Helicopter stocking allows the S.C. Department of Natural Resources (DNR) to better distribute trout up and down remote, backcountry sections of these two rivers and prevents the concentration of fish in any particular area. This will allow the fish more time to acclimate, disperse and grow to a larger size before being harvested. The aircraft also allows the DNR to be more selective in the type of habitat where the fish are stocked.
The helicopter stocked more than 30,000 brown trout (ranging in size from 5 to 10 inches) and about 3,000 rainbow trout (averaging about 10 inches) over the 20-plus miles of the Chauga and Chattooga rivers. These fish were produced at Walhalla State Fisher Hatchery in Oconee County. The Georgia Department of Natural Resources provided an additional 5,000 trout for the Chattooga stocking. The trout are transported by truck to a site near the river. The fish are kept in water and transferred to the lift bucket attached to the helicopter. The chopper then pulls away and carries the fish to the river.
Contact the DNR Upstate regional fisheries office in Clemson at (864) 654-6346, extension 12, or the Walhalla State Fish Hatchery at (864) 638-2886 for more information.

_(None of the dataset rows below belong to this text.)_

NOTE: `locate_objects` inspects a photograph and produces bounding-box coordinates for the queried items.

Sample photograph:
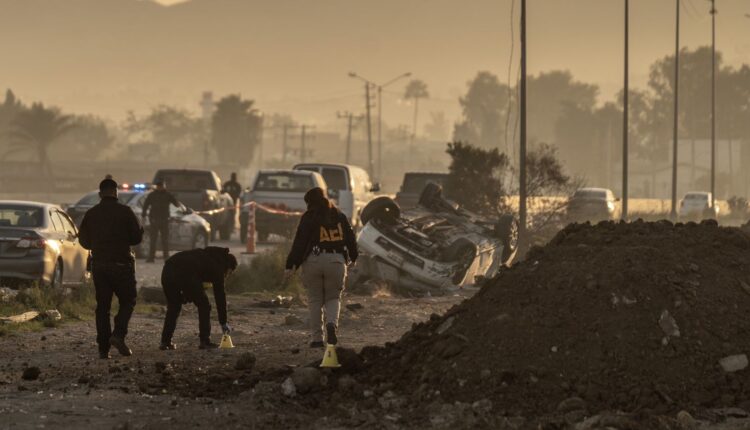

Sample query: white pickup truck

[240,170,328,243]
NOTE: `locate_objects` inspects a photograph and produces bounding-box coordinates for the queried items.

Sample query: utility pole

[620,0,630,220]
[670,0,681,220]
[711,0,716,206]
[518,0,526,243]
[281,123,289,164]
[365,82,375,177]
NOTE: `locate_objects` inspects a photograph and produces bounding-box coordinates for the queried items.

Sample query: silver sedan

[0,200,88,288]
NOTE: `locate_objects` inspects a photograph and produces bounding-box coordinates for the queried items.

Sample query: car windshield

[685,193,708,202]
[322,168,349,190]
[573,190,607,200]
[254,173,315,192]
[402,175,445,193]
[76,191,138,206]
[156,172,216,191]
[0,205,44,227]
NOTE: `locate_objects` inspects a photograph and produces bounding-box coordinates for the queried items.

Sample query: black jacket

[162,246,234,324]
[143,190,180,221]
[224,181,242,203]
[286,210,359,269]
[79,197,143,263]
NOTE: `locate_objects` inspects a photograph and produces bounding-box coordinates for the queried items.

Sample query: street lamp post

[349,72,411,181]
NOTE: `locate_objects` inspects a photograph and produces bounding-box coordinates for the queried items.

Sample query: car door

[53,209,86,283]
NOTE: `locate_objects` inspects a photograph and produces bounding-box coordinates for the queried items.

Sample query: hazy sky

[0,0,750,133]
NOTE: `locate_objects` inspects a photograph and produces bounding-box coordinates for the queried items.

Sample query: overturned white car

[350,183,518,293]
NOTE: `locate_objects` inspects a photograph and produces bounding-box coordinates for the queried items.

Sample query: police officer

[224,172,242,205]
[79,179,143,359]
[284,188,358,348]
[143,181,181,263]
[159,246,237,350]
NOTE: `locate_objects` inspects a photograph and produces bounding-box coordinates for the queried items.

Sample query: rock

[557,397,588,414]
[37,309,62,321]
[234,352,255,371]
[21,366,42,381]
[281,376,297,397]
[677,411,698,430]
[338,375,357,391]
[284,315,304,325]
[435,317,456,334]
[659,309,680,337]
[346,303,365,311]
[292,367,321,394]
[719,354,748,372]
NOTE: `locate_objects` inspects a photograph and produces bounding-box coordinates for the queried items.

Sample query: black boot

[326,323,339,345]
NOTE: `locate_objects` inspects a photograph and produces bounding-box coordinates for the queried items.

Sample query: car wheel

[443,237,479,285]
[219,220,234,240]
[495,214,518,265]
[257,230,270,242]
[190,230,208,249]
[49,260,63,291]
[133,230,151,258]
[359,196,401,225]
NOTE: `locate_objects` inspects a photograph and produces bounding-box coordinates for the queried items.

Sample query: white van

[294,163,380,227]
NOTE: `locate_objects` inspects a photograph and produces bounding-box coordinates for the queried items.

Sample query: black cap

[99,179,117,193]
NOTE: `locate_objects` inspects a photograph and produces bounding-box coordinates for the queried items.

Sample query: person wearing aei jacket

[284,187,359,348]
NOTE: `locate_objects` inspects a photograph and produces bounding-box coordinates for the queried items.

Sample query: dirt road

[0,274,469,429]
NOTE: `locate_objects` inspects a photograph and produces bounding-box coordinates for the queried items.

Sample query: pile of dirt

[358,221,750,416]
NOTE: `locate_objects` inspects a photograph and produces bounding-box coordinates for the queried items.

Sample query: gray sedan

[0,200,88,288]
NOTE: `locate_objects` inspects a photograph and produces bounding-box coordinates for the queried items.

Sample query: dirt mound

[362,222,750,416]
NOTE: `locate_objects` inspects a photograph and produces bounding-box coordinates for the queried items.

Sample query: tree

[211,94,262,165]
[445,142,509,216]
[453,72,509,148]
[6,103,75,175]
[404,79,430,145]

South Carolina’s trout fishery generates more than $9 million annually for the state’s economy in direct retail sales, with a total economic output of more than $18 million, according to a recent study on the economic benefits of freshwater fishing in South Carolina. The effects of trout fishing can be felt in many segments of Upstate and Midlands communities, from motels and restaurants to gas stations, local bait and tackle shops and sporting goods stores.
The South Carolina DNR stocks more than 400,000 trout into public waters in the state’s upcountry each year. The trout are stocked in about 50 cold-water rivers and streams in Greenville, Pickens and Oconee counties, in Lake Jocassee, and in the cool tailwaters below the Lake Hartwell and Lake Murray dams.